This study is focused on the electrodeposition of silver selenide films and their thermoelectric properties from aqueous solutions without the use of complexing agents. To find an adequate pH and reduction potential for the electrodeposition, the Pourbaix diagram of silver and selenium was obtained. Then, the compositional, morphological, and structural characterizations of the silver selenide films were analyzed. The thermoelectric properties, electrical conductivity, Seebeck coefficient, and thermal conductivity, of electrodeposited silver selenide films, have been studied for the first time. Moreover, a flexible thermoelectric power generator composed of five single legs of silver selenide was developed, obtaining its maximum output power and maximum power density.

Methods

Electrodeposition of silver selenide films

Silver selenide films were electrodeposited in a vertical electrochemical cell of three electrodes, 150 nm Au/5 nm Cr/silicon, Pt mesh, and Ag/AgCl as the working, counter, and reference electrodes, respectively. The electrodeposition process was carried out with a potentiostat–galvanostat (Eco Chemie, Model AUT302N) at room temperature. To fabricate the films, a new solution was developed to avoid supporting electrolyte or any additive, which can affect the final electrical conductivity of the films. The electrolyte consists of 5 mM H₂SeO₃ (99.999%, Sigma Aldrich) + 5 mM AgNO₃ (99%, Sigma Aldrich) + 0.2 M H₂SO₄ (95–97%, L.T. Baker) in distilled water. In addition, to obtain a flexible thermoelectric power generator, the electrodeposition conditions were optimized to obtain a compact deposit on a Kapton substrate with similar properties.

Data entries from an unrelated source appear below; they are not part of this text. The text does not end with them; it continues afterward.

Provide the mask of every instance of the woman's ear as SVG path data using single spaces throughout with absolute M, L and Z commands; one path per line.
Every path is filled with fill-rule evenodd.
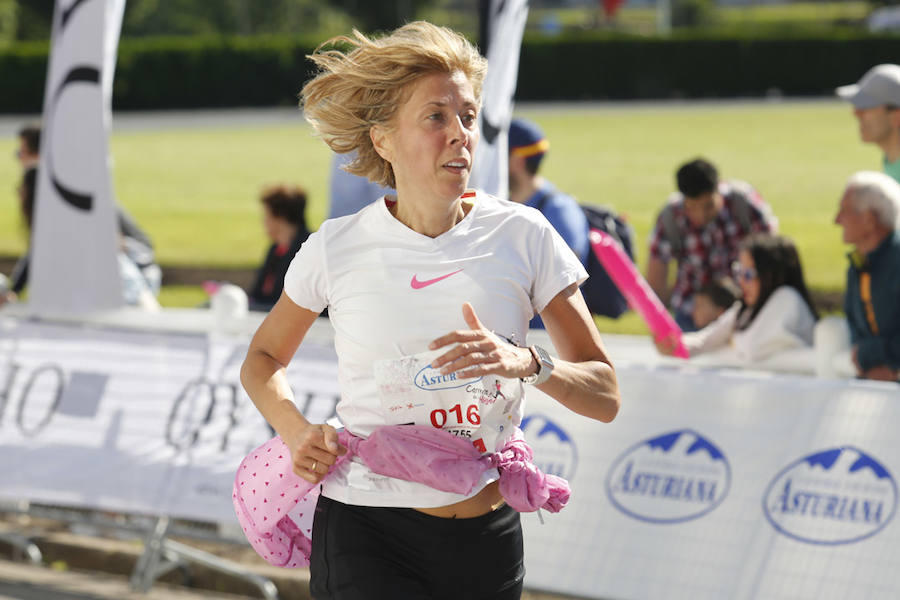
M 372 140 L 372 147 L 378 156 L 384 160 L 391 162 L 393 152 L 391 151 L 391 135 L 390 132 L 382 125 L 372 125 L 369 128 L 369 139 Z

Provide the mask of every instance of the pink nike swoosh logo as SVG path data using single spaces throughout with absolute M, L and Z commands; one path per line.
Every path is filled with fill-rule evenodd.
M 441 275 L 440 277 L 435 277 L 434 279 L 426 279 L 425 281 L 419 281 L 418 279 L 416 279 L 416 276 L 413 275 L 413 278 L 412 280 L 410 280 L 409 285 L 411 285 L 414 290 L 421 290 L 423 287 L 428 287 L 432 283 L 437 283 L 442 279 L 447 279 L 451 275 L 456 275 L 460 271 L 462 271 L 462 269 L 457 269 L 452 273 L 447 273 L 446 275 Z

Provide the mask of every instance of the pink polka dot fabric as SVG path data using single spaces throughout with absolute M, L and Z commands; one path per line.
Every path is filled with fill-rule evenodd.
M 568 482 L 534 466 L 533 452 L 518 429 L 503 448 L 486 455 L 464 438 L 422 425 L 381 427 L 368 439 L 347 431 L 338 435 L 348 452 L 338 457 L 332 471 L 356 455 L 380 475 L 469 494 L 481 474 L 496 467 L 503 498 L 519 512 L 559 512 L 569 501 Z M 290 451 L 280 437 L 247 455 L 234 478 L 232 500 L 244 535 L 278 567 L 309 565 L 318 498 L 319 485 L 294 474 Z

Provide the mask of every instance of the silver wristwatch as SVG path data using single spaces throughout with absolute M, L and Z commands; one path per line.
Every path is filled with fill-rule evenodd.
M 538 370 L 533 375 L 523 377 L 522 383 L 541 385 L 550 379 L 550 374 L 553 373 L 553 358 L 550 357 L 549 352 L 540 346 L 529 346 L 528 349 L 538 364 Z

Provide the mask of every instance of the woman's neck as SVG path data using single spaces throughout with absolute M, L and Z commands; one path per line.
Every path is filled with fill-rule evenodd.
M 394 218 L 415 231 L 430 238 L 450 231 L 454 225 L 462 221 L 468 212 L 461 198 L 456 198 L 449 204 L 442 201 L 415 202 L 403 200 L 410 198 L 401 192 L 397 192 L 397 202 L 389 206 Z

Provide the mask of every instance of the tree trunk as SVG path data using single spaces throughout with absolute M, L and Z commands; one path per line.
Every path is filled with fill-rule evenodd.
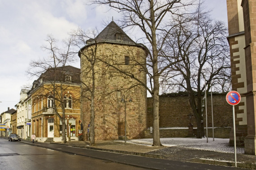
M 67 140 L 66 138 L 66 123 L 65 123 L 65 117 L 64 119 L 62 118 L 61 123 L 62 123 L 62 139 L 61 140 L 61 143 L 65 144 L 67 143 Z
M 96 48 L 96 47 L 95 48 Z M 96 55 L 95 52 L 94 55 Z M 95 58 L 96 56 L 95 56 L 94 59 Z M 92 61 L 92 63 L 91 64 L 91 65 L 92 66 L 91 72 L 92 76 L 92 89 L 91 92 L 91 123 L 90 123 L 90 138 L 91 140 L 91 146 L 95 145 L 95 132 L 94 131 L 94 118 L 95 118 L 95 113 L 94 112 L 94 98 L 95 95 L 95 73 L 94 72 L 94 60 L 93 60 Z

Compositional, morphological, and structural characterization of silver selenide films

The chemical composition of silver selenide films was studied by energy dispersive X-ray (EDX) spectroscopy using an S-3000 N EDX spectrometer with 20 kV accelerating voltage. The thickness of the films was analyzed using a stylus profiler system (VECCO® Dektak). The morphology of the silver selenide films was characterized using field emission-scanning electron microscopy (FE-SEM, FEI VEIRON 460) with 2 kV accelerating voltage. The crystallographic structure of the films was studied using high-resolution X-ray diffractometry (XRD). These measurements were performed on a Philips X'Pert four-circle diffractometer system in Bragg–Brentano configuration using CuKα radiation.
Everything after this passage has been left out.